At the last conference call, King and Starnes both said real estate values were much better. Therefore, assuming the market remains stable this quarter there should be no reason for this type of charge to continue. In fact, last quarter charge of $115 million is contradictory to an improving real estate market.
The big problem of course is adc loans. They make up 5% of loans and 30% of losses. I think losses of builder adc loans have peaked. Balance has been cut by about 2/3 and I look for it to start to build back up. This is good news for adc land liquidation.
Mortgage loan delinquencies look good. Last quarter charge-off of $209 million should drop by about 3/4. Retail loans are ok and will get better as bad lot loans are weeded out. Car loans and specialized lending are performing well. C&i has worsened some in most recent quarter but I think it's still ok.
I have some concern over the deterioration of other cre loans but believe this is more a function of placing several hundred million of performing loans on non-accrual status as noted by Starnes in cc because the bank is attempting to identify as many of the non-performers now instead of down the road.
My beef with bbt is the reporting of the valuation allowance and net charge-offs. At best I believe that this area has not been reported fairly. I agree with bbt back end strategy of reporting losses to prevent shareholder dilution. Adc market has been almost non-existent and it's stupid to write-down bad loans by 80%. Now that the market has recovered some, bbt can start moving some of these bad loans.

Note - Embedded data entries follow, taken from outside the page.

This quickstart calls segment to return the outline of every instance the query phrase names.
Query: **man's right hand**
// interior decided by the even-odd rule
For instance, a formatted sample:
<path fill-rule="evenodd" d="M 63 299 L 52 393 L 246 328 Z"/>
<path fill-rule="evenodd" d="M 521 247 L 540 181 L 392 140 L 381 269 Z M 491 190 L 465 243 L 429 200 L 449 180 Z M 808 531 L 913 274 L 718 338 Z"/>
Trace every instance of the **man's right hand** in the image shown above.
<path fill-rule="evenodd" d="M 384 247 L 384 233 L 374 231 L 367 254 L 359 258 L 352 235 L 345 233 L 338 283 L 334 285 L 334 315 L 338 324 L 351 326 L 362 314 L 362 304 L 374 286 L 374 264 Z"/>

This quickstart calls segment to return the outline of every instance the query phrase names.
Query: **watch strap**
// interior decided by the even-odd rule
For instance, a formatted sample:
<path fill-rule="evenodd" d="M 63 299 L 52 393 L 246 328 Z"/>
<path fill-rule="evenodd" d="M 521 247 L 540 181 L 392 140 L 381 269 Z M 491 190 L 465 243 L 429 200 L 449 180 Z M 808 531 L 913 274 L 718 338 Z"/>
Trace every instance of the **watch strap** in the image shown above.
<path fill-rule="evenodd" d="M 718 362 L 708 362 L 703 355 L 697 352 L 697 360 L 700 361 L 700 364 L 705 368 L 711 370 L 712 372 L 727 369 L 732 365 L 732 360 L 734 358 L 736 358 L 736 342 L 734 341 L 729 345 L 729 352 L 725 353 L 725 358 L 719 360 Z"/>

I have not posted here for a long time. I read your's but would like some commentary on loan growth, NIM performance, and BB&T's credit decision process. That BB&T may be digging itself out from bad loans is fine, but as a pretty large financial insitution, that should be yesterday's news. Credit spreads have tightened dramtically over the past quarter and issuers are teking on, refinancing, etc. at a fairly hefty level ("feasting" on low interest rates is how the WSJ termed it). This stock will go no place if the focus remains balance sheet repair. The market wants growth right now. I look on this stock to almost a decade ago when it was in the high 30s. Long way yet to go. And they wont get there unless (a) they make substantial increases to assets and (b) those assets yield enough to raise the dividend, becuase (c) their current asset base is withering, eventually these loans come due, and if the borrowers dont stick with BB&T then you have a real problem.